I have to admit I’ve always thought highly of myself. I am, after all, the smartest person I know – the font of all wisdom. But I’ve always thought that I was underappreciated by others. Week after week, I offer practical, sound advice for life and livelihood, but it seemed as if hardly anyone noticed.
Apparently, I’ve underestimated my fan base. There are those who look to me for guidance.
I know this now because I received the following email message last week:
“I saw here that you've written tips for lawyers. If you’ll be covering similar topics in the future, such as marketing strategies for law firms, I’d love to be a source or contribute a unique article.
“Are you taking pitches?”
I don’t take pitches – I hit them out of the park.
Still, it was nice to know that someone recognized my expertise. As you may recall, the column mentioned in the email suggested that lawyers pretend to be their own clients and write gushing online reviews about themselves. It’s only natural that someone in the marketing field would be inspired by that kind of advice.
Clearly, I don’t need any outside help.
Now I know some of you are wondering who my correspondent is and want to hire him because of his ability to recognize greatness. That’s only natural.
But I figure someone as good at marketing as that should be able to find clients on his own.
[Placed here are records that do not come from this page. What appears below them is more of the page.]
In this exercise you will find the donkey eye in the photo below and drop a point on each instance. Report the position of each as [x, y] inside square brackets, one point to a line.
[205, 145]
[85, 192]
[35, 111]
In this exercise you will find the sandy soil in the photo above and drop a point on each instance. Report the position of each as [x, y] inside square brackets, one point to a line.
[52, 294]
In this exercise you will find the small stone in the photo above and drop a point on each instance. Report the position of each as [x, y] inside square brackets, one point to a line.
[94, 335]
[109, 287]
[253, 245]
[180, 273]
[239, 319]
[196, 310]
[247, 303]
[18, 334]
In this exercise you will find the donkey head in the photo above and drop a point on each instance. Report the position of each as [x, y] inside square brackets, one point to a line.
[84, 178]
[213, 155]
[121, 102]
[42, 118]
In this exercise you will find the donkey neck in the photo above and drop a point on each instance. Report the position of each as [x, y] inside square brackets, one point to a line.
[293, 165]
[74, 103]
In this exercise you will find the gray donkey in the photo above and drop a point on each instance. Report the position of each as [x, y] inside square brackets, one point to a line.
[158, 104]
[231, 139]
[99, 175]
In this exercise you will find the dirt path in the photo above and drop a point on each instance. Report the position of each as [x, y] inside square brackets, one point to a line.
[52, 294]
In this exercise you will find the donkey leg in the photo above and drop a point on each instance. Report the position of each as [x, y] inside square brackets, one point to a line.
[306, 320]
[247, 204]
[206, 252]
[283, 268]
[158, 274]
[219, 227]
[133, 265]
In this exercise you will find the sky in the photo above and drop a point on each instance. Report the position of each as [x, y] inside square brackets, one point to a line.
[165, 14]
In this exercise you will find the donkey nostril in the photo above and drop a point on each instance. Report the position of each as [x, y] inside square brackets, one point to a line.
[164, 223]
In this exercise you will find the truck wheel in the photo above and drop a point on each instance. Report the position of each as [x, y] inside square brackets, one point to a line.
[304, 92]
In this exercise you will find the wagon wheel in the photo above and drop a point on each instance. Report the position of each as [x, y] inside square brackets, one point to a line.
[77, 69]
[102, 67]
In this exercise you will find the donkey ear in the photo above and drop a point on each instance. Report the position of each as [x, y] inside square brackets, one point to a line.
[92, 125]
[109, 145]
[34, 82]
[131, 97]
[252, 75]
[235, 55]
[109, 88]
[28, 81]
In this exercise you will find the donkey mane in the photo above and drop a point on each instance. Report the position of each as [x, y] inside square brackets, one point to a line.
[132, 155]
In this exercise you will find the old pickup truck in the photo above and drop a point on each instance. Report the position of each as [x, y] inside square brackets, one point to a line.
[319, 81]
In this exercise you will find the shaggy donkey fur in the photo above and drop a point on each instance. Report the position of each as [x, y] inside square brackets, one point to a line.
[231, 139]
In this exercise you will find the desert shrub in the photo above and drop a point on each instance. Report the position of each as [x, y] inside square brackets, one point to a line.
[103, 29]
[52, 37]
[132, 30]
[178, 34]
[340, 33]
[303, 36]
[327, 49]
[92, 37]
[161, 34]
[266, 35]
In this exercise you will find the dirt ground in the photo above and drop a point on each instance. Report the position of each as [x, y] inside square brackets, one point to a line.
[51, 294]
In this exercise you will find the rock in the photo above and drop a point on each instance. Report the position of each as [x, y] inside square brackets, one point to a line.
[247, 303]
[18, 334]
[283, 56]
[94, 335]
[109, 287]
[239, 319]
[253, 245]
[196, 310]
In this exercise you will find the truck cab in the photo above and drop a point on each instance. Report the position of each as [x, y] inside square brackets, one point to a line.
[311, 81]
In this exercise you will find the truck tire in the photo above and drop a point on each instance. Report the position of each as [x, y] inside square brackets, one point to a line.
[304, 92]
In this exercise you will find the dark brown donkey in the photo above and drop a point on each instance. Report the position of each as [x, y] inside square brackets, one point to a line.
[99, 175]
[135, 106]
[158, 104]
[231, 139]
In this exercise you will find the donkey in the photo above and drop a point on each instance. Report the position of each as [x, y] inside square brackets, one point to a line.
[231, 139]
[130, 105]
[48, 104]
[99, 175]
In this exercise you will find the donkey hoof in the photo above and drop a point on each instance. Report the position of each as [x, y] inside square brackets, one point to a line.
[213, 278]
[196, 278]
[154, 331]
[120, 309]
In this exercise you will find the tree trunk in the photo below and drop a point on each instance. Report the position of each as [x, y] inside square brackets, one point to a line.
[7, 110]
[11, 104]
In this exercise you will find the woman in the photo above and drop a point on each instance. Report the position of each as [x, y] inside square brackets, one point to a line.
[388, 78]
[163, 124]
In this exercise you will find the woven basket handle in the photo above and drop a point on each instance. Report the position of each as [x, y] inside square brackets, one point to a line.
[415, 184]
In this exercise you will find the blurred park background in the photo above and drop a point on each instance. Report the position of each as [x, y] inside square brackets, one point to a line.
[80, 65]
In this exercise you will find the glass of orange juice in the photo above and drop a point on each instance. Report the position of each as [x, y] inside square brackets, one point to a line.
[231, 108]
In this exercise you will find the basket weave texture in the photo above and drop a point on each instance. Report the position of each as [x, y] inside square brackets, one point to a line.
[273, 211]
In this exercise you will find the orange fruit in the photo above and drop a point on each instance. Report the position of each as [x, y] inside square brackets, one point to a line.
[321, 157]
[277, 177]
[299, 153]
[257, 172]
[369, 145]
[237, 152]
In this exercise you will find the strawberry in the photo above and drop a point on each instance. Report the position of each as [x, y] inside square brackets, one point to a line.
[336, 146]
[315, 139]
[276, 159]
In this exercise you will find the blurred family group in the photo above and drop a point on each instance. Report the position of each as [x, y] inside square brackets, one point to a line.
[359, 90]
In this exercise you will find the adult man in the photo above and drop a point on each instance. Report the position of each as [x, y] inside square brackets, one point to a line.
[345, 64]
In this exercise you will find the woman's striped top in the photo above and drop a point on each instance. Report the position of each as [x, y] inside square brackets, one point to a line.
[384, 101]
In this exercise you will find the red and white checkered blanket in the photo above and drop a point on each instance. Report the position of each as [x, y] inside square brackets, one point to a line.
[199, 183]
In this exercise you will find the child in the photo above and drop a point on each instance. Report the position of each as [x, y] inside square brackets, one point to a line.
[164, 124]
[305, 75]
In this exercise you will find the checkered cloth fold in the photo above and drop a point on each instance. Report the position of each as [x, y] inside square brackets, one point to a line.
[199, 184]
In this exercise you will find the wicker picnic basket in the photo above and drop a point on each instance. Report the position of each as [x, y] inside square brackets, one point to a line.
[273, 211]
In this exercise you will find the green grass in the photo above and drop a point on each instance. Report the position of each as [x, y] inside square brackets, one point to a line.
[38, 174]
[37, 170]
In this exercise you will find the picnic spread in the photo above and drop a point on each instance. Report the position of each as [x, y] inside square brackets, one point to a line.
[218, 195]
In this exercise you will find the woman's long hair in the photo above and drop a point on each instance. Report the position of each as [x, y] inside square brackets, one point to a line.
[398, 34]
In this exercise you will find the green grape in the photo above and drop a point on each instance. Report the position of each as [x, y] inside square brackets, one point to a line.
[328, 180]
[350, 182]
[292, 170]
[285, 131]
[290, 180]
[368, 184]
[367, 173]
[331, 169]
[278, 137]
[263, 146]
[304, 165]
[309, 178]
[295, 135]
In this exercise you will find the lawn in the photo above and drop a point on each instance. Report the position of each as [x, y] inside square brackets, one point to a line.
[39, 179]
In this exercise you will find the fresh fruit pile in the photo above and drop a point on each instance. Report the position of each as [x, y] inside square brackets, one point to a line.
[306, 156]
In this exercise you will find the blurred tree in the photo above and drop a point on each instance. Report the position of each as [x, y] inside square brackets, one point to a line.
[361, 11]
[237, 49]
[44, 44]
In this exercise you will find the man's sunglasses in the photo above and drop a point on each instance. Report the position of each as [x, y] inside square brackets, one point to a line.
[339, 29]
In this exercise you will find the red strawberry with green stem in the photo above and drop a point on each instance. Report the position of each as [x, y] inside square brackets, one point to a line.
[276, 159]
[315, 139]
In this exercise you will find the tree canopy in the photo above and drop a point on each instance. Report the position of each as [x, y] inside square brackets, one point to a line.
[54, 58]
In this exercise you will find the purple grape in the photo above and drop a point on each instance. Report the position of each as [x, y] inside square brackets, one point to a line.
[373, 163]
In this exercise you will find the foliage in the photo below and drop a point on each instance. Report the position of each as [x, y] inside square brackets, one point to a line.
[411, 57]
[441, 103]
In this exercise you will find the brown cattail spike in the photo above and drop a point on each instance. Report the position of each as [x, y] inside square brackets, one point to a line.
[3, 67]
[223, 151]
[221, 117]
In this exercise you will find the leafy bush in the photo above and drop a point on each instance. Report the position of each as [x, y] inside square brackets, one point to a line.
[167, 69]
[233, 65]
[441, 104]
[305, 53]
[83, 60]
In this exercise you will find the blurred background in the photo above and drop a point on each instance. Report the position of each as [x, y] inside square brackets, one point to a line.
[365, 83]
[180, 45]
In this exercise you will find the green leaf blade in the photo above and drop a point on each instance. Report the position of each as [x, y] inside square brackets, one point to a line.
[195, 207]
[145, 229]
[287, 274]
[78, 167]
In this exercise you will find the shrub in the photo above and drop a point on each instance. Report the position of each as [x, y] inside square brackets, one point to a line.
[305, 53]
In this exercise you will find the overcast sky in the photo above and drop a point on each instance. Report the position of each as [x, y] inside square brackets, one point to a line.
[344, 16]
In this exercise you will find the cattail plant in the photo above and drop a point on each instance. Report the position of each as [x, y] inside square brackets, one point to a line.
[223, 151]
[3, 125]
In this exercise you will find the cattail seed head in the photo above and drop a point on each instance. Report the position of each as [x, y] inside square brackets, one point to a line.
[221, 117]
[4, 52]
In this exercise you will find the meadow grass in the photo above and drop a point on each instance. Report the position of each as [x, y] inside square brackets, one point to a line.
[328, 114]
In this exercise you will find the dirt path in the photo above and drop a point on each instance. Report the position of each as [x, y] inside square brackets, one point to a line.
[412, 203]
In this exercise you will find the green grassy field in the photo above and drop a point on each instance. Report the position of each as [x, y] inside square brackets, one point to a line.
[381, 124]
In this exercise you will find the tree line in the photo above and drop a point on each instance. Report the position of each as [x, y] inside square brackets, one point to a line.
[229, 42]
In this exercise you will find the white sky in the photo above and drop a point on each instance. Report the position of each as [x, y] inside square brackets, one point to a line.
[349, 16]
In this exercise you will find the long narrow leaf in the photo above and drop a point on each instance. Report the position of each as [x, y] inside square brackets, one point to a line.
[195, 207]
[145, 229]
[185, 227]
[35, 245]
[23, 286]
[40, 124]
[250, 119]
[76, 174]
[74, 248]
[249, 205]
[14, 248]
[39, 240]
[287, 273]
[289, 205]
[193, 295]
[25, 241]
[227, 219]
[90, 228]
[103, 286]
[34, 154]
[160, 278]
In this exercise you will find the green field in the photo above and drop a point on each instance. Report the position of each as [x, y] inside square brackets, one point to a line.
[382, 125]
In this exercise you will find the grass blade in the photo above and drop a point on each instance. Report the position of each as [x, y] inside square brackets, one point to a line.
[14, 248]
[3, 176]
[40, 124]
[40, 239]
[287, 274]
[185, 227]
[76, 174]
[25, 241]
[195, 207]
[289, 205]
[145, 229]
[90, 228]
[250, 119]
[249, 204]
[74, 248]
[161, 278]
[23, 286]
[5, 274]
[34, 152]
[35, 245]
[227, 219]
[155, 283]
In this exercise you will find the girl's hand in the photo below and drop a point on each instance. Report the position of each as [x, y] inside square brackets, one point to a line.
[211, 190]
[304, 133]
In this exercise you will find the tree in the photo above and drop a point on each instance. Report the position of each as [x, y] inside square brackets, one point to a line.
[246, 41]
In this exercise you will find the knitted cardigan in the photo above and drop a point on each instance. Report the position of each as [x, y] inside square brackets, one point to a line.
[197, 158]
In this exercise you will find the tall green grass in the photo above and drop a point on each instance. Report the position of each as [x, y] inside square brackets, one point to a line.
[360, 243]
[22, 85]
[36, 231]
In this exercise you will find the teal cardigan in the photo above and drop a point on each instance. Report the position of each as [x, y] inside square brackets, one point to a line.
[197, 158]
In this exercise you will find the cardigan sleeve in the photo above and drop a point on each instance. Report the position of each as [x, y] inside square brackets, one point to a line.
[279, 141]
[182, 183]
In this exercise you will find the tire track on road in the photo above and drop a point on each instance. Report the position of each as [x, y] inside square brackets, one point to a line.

I’m sure he’d agree.
Witch trial? I’ve seen many thousands of employment harassment and discrimination lawsuits over the years, so I’m not easily impressed by tales of woe.
I am now impressed.
It’s going to be pretty hard to beat – in a depressing sort of way – the tale told last week that was assumed to be true by a federal court in Pennsylvania because it was considering a motion for summary judgment. The case is Zurchin v. Ambridge Area School District and you really need to read it to get the full horror of the situation.
Apparently, at least according to the plaintiff who had been hired as Superintendent of a school district, members of a school board decided to create a hostile work environment. This included swearing at her and threatening her.
And when that didn’t work, “plaintiff was publicly and falsely accused of running a meth lab and engaging in Satanic worship.”
Apparently just questioning the plaintiff’s competence was too boring.
If you’re ever in the Ambridge area, I suggest taking in a school board meeting. They’ve got to be fascinating. Just make sure you can’t be accused of being a witch.
Headline of the week. The Pennsylvania case wasn’t the only example of the supernatural in court last week. The New Haven Register offered this story: “Decapitated chickens found in courthouse.”
No, they weren’t running around like something.
According to the news report, headless chickens are used for spells to protect people from being found guilty. There was no indication as to whether it worked.
There was also no explanation of how someone could smuggle headless chickens into a courthouse and put them under a courtroom bench without being noticed.
I’m thinking it happened during a really boring trial.
I’m guessing there are some local Yale students chuckling over this.